Insurance and healthcare group Bupa has been fined £175,000 for failing to protect customer data after an employee attempted to sell personal data of 547,000 Bupa customers on the dark web.
The Information Commissioner’s Office (ICO) found that Bupa did not put effective security measures in place to protect customers’ personal information.
The former Bupa employee behind the breach sent bulk data reports to his personal email between January and March 2017 from the company’s customer relationship management (CRM) system, which has records of some 1.5m customers.
The data contained names, birth dates, email addresses and nationalities of customers.
Bupa breach discovered
An external Bupa partner saw the customer data for sale on the dark web and alerted Bupa in June 2017.
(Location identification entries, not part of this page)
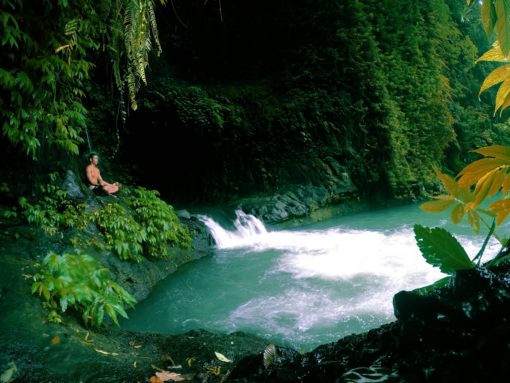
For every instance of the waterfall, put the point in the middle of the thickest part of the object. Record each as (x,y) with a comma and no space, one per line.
(247,229)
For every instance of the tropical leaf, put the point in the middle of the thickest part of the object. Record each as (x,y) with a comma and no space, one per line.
(502,25)
(472,173)
(437,206)
(505,186)
(222,357)
(505,105)
(474,220)
(489,184)
(448,182)
(270,355)
(498,75)
(497,151)
(457,213)
(501,208)
(441,249)
(489,16)
(494,54)
(502,95)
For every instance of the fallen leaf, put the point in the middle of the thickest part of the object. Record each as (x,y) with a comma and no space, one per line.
(165,376)
(222,357)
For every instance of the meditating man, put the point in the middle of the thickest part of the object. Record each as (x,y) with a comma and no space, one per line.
(96,183)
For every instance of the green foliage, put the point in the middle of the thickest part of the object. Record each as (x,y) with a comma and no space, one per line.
(80,282)
(54,211)
(441,249)
(49,50)
(158,224)
(135,225)
(121,231)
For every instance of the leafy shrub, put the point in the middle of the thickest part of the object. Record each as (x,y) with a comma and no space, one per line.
(136,225)
(54,211)
(159,224)
(80,282)
(465,194)
(122,232)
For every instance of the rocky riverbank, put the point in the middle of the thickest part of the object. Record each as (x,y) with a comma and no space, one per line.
(456,333)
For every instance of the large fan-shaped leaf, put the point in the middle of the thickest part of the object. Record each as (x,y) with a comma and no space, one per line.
(489,184)
(441,249)
(501,96)
(472,173)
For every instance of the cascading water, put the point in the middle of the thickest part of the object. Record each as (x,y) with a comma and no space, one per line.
(300,287)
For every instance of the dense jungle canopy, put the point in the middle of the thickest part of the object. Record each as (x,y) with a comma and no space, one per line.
(247,96)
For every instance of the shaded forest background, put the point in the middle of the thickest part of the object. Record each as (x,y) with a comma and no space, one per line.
(254,96)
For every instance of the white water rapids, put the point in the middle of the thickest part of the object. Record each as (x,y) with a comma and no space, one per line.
(300,287)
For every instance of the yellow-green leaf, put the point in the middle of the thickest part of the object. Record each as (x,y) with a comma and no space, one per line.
(448,182)
(502,24)
(494,54)
(488,16)
(457,213)
(488,185)
(474,220)
(437,206)
(501,208)
(505,186)
(498,75)
(505,105)
(496,151)
(502,95)
(475,171)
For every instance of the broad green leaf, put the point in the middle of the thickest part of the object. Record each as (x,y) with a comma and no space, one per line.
(474,220)
(496,151)
(448,182)
(502,24)
(441,249)
(494,54)
(505,186)
(425,290)
(505,105)
(489,184)
(457,213)
(472,173)
(498,75)
(502,95)
(488,16)
(437,206)
(222,357)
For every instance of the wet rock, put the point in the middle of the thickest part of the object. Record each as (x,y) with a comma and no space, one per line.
(73,186)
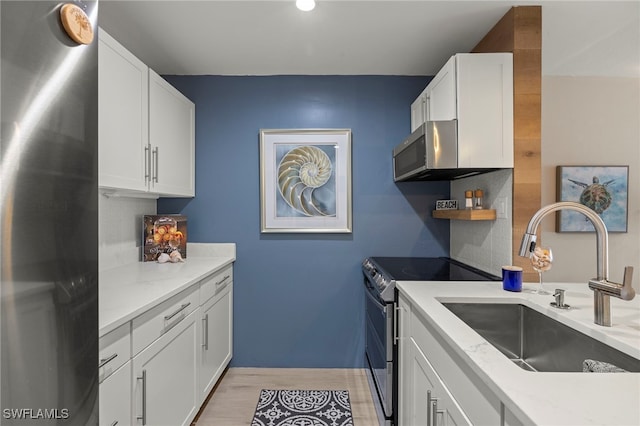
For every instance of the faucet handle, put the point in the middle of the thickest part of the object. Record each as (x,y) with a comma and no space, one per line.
(627,292)
(559,303)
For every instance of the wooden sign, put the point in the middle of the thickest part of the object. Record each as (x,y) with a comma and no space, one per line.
(447,205)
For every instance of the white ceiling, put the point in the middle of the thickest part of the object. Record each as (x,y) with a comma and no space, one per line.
(362,37)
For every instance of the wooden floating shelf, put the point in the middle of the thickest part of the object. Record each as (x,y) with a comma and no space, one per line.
(484,214)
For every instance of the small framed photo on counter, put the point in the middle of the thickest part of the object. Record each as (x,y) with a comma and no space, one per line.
(163,234)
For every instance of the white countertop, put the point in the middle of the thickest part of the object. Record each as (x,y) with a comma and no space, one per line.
(129,290)
(542,398)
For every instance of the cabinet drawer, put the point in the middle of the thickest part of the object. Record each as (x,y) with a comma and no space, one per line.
(161,318)
(214,283)
(115,350)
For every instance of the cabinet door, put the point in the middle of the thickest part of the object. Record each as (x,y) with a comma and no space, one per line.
(441,94)
(217,333)
(172,139)
(405,376)
(430,402)
(115,398)
(418,111)
(485,110)
(165,377)
(123,117)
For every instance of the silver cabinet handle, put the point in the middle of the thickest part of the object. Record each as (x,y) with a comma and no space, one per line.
(205,330)
(106,360)
(429,408)
(156,154)
(180,309)
(395,325)
(147,164)
(434,412)
(223,280)
(143,417)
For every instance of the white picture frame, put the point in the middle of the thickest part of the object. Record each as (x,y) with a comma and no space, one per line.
(305,181)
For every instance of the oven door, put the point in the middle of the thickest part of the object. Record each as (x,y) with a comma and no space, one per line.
(379,346)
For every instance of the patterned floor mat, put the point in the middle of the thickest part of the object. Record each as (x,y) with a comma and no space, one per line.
(303,408)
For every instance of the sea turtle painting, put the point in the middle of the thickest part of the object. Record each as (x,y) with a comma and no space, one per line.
(595,195)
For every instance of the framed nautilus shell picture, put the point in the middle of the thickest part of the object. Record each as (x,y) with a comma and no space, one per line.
(305,180)
(604,189)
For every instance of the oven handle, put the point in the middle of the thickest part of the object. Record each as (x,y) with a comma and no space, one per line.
(375,300)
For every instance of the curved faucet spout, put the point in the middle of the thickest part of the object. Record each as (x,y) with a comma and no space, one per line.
(601,286)
(602,239)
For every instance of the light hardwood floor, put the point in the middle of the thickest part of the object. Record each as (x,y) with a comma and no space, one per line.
(234,400)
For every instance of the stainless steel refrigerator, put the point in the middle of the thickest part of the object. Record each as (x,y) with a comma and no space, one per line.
(49,218)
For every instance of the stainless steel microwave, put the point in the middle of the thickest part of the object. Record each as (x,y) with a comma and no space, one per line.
(432,146)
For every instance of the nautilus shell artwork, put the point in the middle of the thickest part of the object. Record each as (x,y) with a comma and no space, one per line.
(302,173)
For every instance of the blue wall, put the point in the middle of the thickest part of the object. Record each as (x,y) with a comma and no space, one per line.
(299,297)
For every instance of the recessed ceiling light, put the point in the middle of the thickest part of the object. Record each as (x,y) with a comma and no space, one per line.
(305,5)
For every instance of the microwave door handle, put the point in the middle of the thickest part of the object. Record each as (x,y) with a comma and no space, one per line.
(375,300)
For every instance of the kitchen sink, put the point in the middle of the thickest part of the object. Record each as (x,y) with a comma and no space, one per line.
(536,342)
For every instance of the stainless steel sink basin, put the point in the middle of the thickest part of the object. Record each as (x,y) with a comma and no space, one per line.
(536,342)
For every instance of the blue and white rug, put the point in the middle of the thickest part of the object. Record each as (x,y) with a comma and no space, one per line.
(303,408)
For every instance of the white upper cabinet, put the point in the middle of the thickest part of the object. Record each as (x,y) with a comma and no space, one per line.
(146,127)
(172,139)
(123,116)
(476,89)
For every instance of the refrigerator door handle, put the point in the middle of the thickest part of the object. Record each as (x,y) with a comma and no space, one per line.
(107,360)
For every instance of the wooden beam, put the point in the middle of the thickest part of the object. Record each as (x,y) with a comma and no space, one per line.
(520,32)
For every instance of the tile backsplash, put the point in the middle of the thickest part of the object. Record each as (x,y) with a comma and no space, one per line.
(485,245)
(120,229)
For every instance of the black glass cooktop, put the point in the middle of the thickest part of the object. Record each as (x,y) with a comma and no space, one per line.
(430,269)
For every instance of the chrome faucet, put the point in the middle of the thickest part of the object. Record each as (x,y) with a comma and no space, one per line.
(601,286)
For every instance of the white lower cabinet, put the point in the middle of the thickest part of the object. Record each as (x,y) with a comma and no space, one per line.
(435,387)
(115,398)
(430,403)
(158,368)
(165,377)
(216,346)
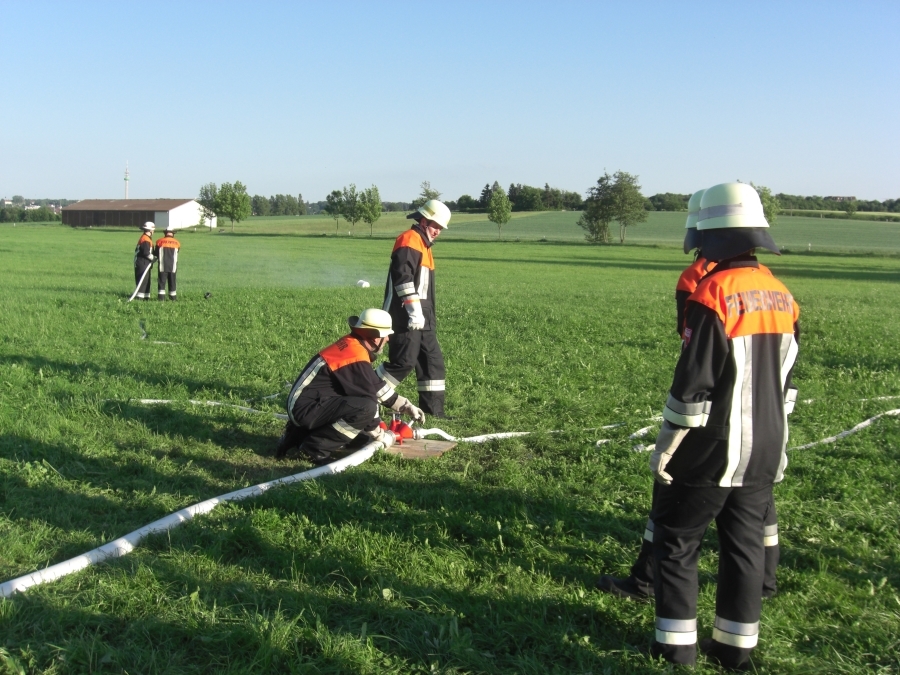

Bupa and the ICO received 198 complaints about the incident, which led to the employee’s dismissal and Sussex Police issuing a warrant for his arrest.
Despite the scale of the breach, the ICO found Bupa had failed to routinely monitor its CRM system’s activity log and so had not detected any unusual activity.
The timing of the case meant that Bupa was charged with breach of the Data Protection Act 1998 rather than the General Data Protection Regulation, which replaced it in May 2018. As a result, the ICO was only able to impose a fine of up to £500,000.
Under new GDPR laws, companies that fail to adequately protect data face a fine of up to €20m or 4% of global annual turnover, whichever is greater.
Inadequacies in Bupa’s safeguarding of personal data
ICO Director of Investigations, Steve Eckersley, said:
“Bupa failed to recognise that people’s personal data was at risk and failed to take reasonable steps to secure it.
“Our investigation found material inadequacies in the way Bupa safeguarded personal data. The inadequacies were systemic and appear to have gone unchecked for a long time. On top of that, the ICO’s investigation found no satisfactory explanation for them.”
Director of Legal Services at ThinkMarble Robert Wassall said:
“This breach, which took place over a period of about two months before it was discovered, is another case of a personal data breach being caused by the deliberate and malicious actions of an employee.
“What businesses in this position now will have to consider is the effect of the GDPR when dealing with such insider threats. Under GDPR, if Bupa had been found in breach based on this inaction, based on its turnover to December last year of £490,413,000, it could have been issued a maximum fine of 4% of turnover, £19,616,520.”
Chief Information Security Officer at ThinkMarble Jim Palmer added:
“This breach, as the ICO says, was caused by systematic failures and it would be interesting to know if Bupa had any external processes to test and check its security arrangements in place. The fact that the breach was discovered only due to the vigilance of a third party indicates that Bupa did not have in place appropriate technical security measures as required by GDPR Article 32.”